A vrai dire, c’est peut-être le fait d’accoler les deux termes qui pourrait passer pour une nouveauté.
Car on sait depuis des décennies que le monde de l’enseignement est noyauté - le terme paraît faible - par le gauchisme. Cela remonte bien avant la petite révolution de 1968. De tout temps pourrait-on dire, l’aura des professeurs, savants, philosophes s'est mesurée à l’aune de leur engagement à gauche, d’ailleurs seul recevable politiquement parlant.

Parmi les monstruosités engendrées par cet esprit partisan, on se souvient du fameux procès opposant la clique intellectuelle de l’après-guerre, totalement inféodée au marxisme léninisme, à Viktor Kravchenko, l’homme qui révéla le premier l’horreur du communisme, à la mode soviétique.
La pénétration du gauchisme était telle qu’elle débordait largement le seul champ des sciences humaines, envahissant celles réputées objectives.
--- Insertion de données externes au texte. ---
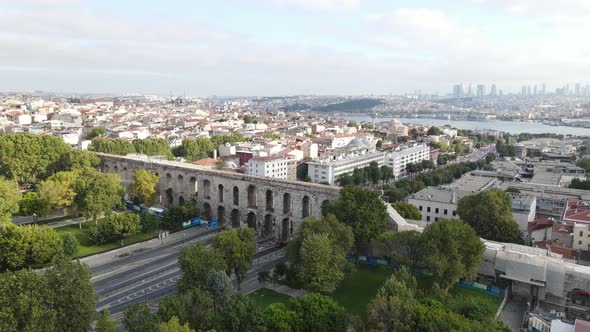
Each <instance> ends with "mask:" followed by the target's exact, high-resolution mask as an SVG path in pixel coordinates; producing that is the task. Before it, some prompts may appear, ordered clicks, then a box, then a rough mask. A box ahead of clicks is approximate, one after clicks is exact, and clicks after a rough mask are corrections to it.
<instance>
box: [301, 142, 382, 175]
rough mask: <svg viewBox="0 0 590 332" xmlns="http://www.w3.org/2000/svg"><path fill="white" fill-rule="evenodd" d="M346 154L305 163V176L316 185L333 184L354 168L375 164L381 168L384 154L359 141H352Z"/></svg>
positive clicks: (342, 153)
Paul Langevin, Frédéric Joliot-Curie et sa femme Irène, étaient les personnalités les plus en vue d’une armada de scientifiques revendiquant haut et fort leur attachement aux idéaux socialistes, allant parfois jusqu’à vanter les mérites de Staline. Ces gens se targuaient de représenter l'humanisme et se disaient “les amis de la paix”. Comment ne pas imaginer qu’un tel assujettissement idéologique n’ait pas eu d’impact sur l’enseignement qu’ils dispensaient ?

En mai 1968, Lénine et Staline, dont il était devenu difficile de cacher les méfaits, ne faisaient plus trop recette, mais ce furent Trotski, Mao, Ho-Chi-Minh, Fidel Castro, Che Guevara qui devinrent à la mode. Les porte-étendards de ces soi-disant belles âmes progressistes prirent la place de leurs aînés dans toutes les institutions d’obédience étatique dont l’Education Nationale. Ils étaient gorgés des mêmes certitudes arrogantes et du plus profond mépris pour tout contrevenant, automatiquement qualifié de “salaud” ou de “fasciste”. Des collèges jusqu’aux bancs des universités et des grandes écoles publiques, le même message était distillé sans cesse aux jeunes gens. La monopolisation intellectuelle et l’outrance allèrent même jusqu’à affirmer qu’il était préférable "d’avoir tort avec Sartre que raison avec Aron" !
Beaucoup de ces “maitres-penseurs” révolutionnaires, biberonnés au marxisme, sont encore en vie. Ils ont fait beaucoup de mal partout où ils ont pu propager leur doctrine calamiteuse avant de s’embourgeoiser et de profiter sans vergogne des bienfaits de la société sur laquelle ils crachaient à longueur de journée.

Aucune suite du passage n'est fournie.